Indeed, outside the Bank of Oklahoma Center in Tulsa, a line began forming earlier this week with rally-goers enthusiastically awaiting the President’s arrival.
Tulsa’s mayor, a Republican, signed an executive order on Thursday establishing a curfew for parts of the downtown area near the rally location, saying more than 100,000 people were expected in the vicinity of the event.
The mayor said “individuals from organized groups who have been involved in destructive and violent behavior in other States are planning to travel to the City of Tulsa for purposes of causing unrest in and around the rally.”
On Friday, the White House issued a statement marking the holiday, writing it “reminds us of both the unimaginable injustice of slavery and the incomparable joy that must have attended emancipation.
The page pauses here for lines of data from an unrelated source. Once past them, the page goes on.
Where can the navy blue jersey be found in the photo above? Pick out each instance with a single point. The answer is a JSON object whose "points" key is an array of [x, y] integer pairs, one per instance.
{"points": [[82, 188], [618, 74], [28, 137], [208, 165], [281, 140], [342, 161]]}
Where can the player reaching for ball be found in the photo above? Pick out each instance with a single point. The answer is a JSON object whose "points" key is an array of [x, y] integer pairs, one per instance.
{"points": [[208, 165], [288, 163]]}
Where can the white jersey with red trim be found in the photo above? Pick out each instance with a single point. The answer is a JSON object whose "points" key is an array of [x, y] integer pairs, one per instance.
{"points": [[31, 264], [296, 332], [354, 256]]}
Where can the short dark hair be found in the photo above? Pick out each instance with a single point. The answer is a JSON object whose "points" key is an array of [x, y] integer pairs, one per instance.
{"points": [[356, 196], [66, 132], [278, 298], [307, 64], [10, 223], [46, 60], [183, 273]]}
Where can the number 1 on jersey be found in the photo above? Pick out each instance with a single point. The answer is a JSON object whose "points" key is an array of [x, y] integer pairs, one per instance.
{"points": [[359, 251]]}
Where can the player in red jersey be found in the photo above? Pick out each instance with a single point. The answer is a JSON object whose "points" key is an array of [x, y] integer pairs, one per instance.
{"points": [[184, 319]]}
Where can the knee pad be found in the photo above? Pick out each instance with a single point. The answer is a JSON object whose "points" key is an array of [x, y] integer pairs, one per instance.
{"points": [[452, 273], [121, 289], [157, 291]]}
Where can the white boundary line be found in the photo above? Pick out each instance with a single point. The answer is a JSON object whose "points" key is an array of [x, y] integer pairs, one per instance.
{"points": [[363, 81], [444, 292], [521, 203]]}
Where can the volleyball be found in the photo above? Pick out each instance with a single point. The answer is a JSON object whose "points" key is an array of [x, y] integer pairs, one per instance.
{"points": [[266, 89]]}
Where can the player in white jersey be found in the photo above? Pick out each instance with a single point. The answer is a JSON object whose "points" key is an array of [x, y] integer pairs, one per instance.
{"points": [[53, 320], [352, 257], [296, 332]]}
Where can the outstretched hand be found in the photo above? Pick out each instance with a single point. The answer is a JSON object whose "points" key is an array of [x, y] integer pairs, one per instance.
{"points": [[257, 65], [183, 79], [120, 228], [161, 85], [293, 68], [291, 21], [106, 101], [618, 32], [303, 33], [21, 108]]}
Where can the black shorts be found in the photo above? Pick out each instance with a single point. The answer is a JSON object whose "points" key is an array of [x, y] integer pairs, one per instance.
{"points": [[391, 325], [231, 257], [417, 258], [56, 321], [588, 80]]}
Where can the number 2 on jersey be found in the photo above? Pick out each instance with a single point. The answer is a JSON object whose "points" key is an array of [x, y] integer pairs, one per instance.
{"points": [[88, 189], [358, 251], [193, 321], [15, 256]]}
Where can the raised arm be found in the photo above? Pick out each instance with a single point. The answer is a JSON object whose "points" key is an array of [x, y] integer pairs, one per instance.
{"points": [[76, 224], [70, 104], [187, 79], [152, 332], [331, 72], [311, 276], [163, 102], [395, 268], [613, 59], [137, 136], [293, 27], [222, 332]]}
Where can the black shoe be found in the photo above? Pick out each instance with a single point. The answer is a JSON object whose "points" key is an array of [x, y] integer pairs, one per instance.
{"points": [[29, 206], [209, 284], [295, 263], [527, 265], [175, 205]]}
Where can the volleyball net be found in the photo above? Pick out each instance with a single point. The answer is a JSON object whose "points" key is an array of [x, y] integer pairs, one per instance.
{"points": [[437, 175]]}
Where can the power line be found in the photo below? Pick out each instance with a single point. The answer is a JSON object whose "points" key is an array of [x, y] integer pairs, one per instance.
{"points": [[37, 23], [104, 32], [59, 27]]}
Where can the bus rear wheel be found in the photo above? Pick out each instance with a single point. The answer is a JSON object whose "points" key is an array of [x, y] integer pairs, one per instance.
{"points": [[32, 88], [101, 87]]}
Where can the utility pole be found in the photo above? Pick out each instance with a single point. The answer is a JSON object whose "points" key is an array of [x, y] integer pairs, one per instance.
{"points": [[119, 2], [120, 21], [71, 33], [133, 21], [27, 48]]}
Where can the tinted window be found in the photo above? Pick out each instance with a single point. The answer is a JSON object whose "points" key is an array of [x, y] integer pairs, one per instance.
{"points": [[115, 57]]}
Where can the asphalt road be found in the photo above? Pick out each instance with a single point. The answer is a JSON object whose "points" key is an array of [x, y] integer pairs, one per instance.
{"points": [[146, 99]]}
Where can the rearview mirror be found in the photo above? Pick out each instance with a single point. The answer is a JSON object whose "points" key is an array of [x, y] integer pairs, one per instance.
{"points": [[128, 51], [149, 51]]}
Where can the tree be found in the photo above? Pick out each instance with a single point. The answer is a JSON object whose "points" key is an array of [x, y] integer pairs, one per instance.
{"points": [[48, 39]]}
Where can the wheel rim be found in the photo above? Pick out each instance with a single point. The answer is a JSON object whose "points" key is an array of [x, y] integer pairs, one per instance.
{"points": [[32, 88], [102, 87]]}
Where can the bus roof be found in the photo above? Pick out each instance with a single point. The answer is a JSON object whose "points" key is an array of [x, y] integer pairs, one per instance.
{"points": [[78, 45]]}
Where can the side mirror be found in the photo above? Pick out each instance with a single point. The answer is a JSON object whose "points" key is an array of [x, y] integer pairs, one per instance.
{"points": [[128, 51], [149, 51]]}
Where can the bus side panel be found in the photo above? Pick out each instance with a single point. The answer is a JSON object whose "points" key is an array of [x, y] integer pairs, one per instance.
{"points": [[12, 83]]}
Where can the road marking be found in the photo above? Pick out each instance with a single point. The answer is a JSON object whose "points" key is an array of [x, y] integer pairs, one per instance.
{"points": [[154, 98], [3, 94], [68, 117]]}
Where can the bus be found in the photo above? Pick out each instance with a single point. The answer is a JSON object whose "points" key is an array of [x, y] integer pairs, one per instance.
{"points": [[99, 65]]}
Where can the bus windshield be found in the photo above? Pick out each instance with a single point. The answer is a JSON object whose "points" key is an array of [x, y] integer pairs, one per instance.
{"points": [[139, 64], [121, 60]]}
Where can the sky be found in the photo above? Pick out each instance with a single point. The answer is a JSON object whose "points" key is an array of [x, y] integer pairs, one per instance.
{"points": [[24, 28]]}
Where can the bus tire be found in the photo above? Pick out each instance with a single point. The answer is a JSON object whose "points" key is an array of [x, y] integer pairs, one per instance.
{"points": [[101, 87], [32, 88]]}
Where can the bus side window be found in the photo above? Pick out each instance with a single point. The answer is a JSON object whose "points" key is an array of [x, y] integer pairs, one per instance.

It is both a remembrance of a blight on our history and a celebration of our Nation’s unsurpassed ability to triumph over darkness.”
Yet the message of “triumph over darkness” was hardly visible on Trump’s Twitter feed fewer than 30 minutes later, when he tweeted his threat against protesters.
Trump also complained about a recent Fox News poll showing him trailing his Democratic presidential election rival Joe Biden by double digits, recent Democratic political advertising, the Supreme Court’s decision on immigration, and a message stating: “THE SILENT MAJORITY IS STRONGER THAN EVER BEFORE.”
And the rally is being convened despite the ongoing coronavirus pandemic. Oklahoma recently reported its largest single day increase in coronavirus cases since the start of the pandemic, and the arena where the rally will take place is requesting a written plan from the campaign “detailing the steps the event will institute for health and safety, including those related to social distancing.”
The Trump campaign said afterward it takes “safety seriously,” and noted hand sanitizer, temperature checks and masks will be provided to attendees, though actually wearing a mask won’t be required.
“This will be a Trump rally, which means a big, boisterous, excited crowd,” the campaign said.
This story has been updated with additional developments Friday.